Scendo le scale, qualche gradino lo salto. Arrivata alla fine della scala la vedo con le braccia incrociate, il grembiule macchiato, i capelli sistemati in una coda scomposta e infine a macchiarle il viso un po' di cioccolato. Sto per scoppiare a ridere, quando vedo che sta parlando, e pare parecchio arrabbiata. La ignoro quasi completamente e mi dirigo lentamente verso la cucina

 Le uniche cose che percepisco sono le ultime parole:"...Kess,è tardi, devi sbrigarti".

"Ma per cosa sono in ritardo mamma?". Non capisco.

 Lei mi guarda ancora più infuriata e mi sbraita contro:"Kess, sei in ritardo per la scuola! Ma ti vuoi svegliare!"

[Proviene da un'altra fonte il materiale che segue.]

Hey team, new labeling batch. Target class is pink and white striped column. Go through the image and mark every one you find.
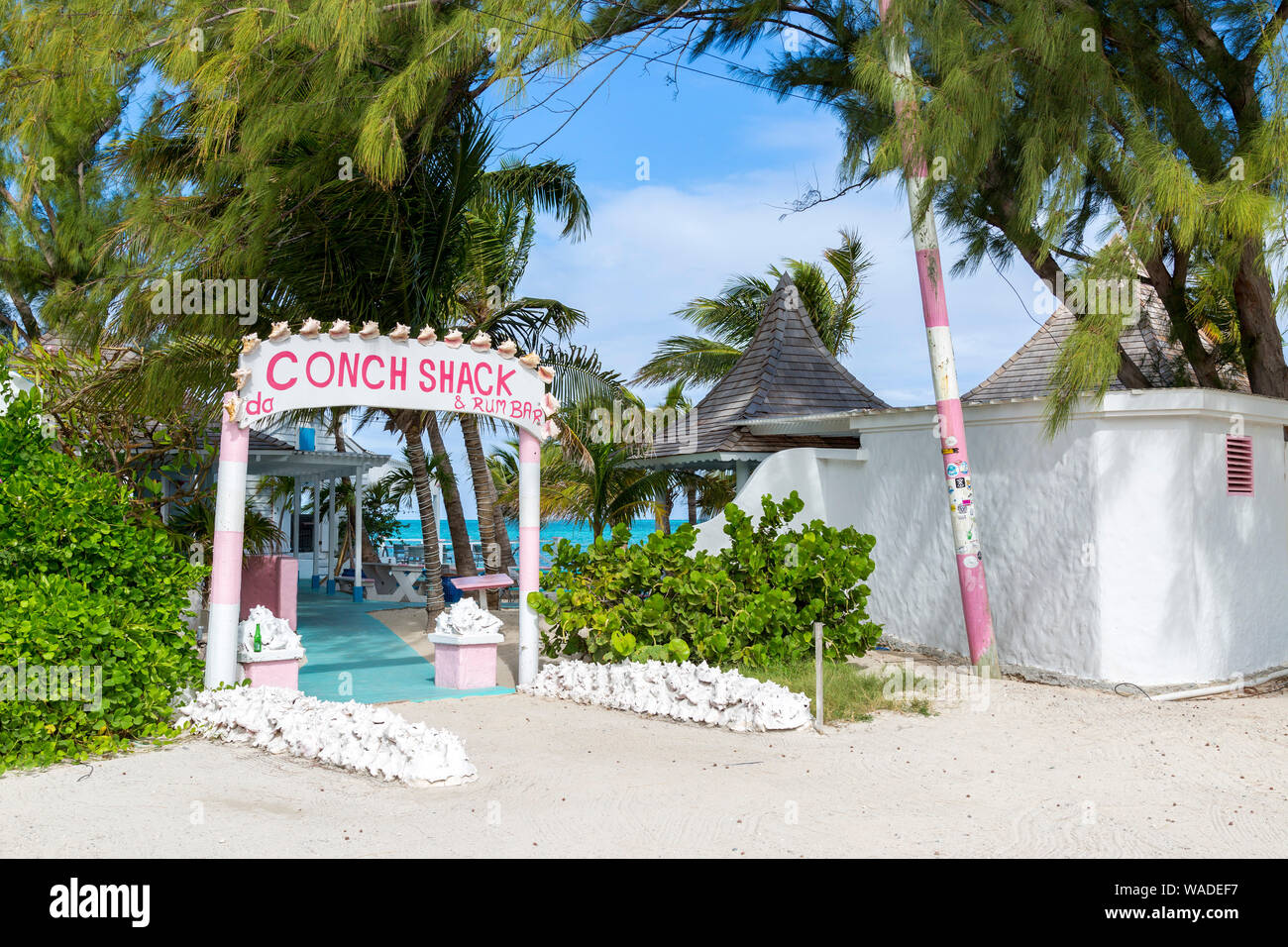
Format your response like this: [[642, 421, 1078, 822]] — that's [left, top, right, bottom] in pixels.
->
[[206, 391, 250, 688], [880, 0, 1000, 676], [519, 428, 541, 684]]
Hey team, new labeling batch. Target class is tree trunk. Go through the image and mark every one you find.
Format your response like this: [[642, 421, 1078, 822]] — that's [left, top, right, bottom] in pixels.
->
[[1234, 237, 1288, 398], [460, 414, 501, 605], [402, 412, 443, 630], [425, 414, 478, 576]]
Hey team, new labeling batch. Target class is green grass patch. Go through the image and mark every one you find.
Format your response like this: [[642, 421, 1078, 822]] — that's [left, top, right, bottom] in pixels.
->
[[738, 661, 931, 723]]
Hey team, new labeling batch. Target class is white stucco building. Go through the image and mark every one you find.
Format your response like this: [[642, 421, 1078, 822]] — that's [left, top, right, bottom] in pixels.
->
[[644, 274, 1288, 686]]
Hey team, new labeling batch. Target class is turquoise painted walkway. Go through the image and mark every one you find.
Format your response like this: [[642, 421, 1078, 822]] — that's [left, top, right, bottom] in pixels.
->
[[296, 582, 514, 703]]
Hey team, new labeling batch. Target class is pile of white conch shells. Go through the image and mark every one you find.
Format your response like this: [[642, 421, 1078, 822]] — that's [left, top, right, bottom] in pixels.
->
[[519, 661, 811, 732], [176, 686, 478, 786], [434, 598, 501, 635], [237, 605, 304, 659]]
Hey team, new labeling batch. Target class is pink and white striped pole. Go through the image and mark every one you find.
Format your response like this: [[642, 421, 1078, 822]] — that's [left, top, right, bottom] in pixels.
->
[[880, 0, 1001, 677], [519, 428, 541, 684], [206, 391, 250, 688]]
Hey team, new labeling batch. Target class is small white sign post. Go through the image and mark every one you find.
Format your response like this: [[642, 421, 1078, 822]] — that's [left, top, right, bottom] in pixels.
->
[[206, 333, 558, 686]]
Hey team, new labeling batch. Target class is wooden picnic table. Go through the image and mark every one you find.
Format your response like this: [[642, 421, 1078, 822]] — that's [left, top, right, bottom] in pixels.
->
[[450, 573, 514, 611]]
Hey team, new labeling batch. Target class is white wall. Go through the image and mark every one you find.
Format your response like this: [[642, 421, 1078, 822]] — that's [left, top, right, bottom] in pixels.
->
[[699, 389, 1288, 685]]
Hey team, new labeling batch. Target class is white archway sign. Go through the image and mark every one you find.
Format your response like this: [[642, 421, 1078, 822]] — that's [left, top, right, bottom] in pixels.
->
[[206, 320, 558, 686]]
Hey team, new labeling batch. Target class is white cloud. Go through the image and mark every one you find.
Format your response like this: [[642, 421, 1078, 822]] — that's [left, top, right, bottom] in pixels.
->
[[523, 157, 1035, 403]]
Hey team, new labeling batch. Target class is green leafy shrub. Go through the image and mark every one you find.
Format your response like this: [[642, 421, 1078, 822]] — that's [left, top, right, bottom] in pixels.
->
[[0, 375, 206, 770], [528, 491, 881, 666]]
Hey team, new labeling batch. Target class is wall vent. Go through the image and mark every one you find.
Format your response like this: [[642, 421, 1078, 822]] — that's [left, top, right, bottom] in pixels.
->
[[1225, 434, 1252, 496]]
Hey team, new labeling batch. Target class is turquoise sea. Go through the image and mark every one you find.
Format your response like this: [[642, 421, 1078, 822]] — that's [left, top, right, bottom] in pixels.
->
[[394, 518, 690, 546]]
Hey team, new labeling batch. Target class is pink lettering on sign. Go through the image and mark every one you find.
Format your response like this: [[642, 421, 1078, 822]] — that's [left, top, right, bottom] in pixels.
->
[[266, 352, 299, 391], [456, 362, 476, 394], [304, 352, 335, 388], [336, 352, 362, 388]]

Scuola. Oddio. Me ne ero completamente dimenticata. Devo tornare all'infero! Non ho fatto niente in tutti questi giorni. Io non ci torno. Sto per ribattere che non ci vado, ma lei mi anticipa dicendomi...

"Kess, vatti a cambiare... hai 18 anni, ed è ora che tu ti prendale tue responsabilità, e non mi importa se non hai fatto un tubo dalla mattina alla sera..." mia mamma continua a parlare, ma io non la sto più ascoltando.

La mia mente si è fermata sui 18 anni, che a primo imbatto può sembrare niente, un numero come gli altri, un'età come le altre, ma a dire il vero è ricco di significato, di responsabilità. E' vero, oggi compio diciotto anni, e questo potrebbe giocare a mio favore. Io la dentro non ci torno per oggi, non ce la faccio a rivedere tutti coloro che mi parlano dietro, quelli che mi guardano male e i peggiori, i miei vecchi amici, coloro a cui tenevo prima di perdere lei, prima che il mondo perdesse il suo colore. Mi firmerò la giustifica e farò credere alla mamma che ci sono andata. Mi alzo in fretta dalla sedia, senza aver toccato cibo. Salgo le scale ed entro in camera chiudendomi la porta alle spalle. Dopo qualche minuto di panico trovo il mio zaino, ancora pieno dei libri dell'ultimo giorno di scuola, mai tirati fuori. Li tolgo bruscamente e al loro posto metto una felpa, il portafogli e qualche trucco. Non ho neanche il tempo di guardarmi allo specchio per vedere come sono messa che la sua voce stridula mi penetra le orecchie.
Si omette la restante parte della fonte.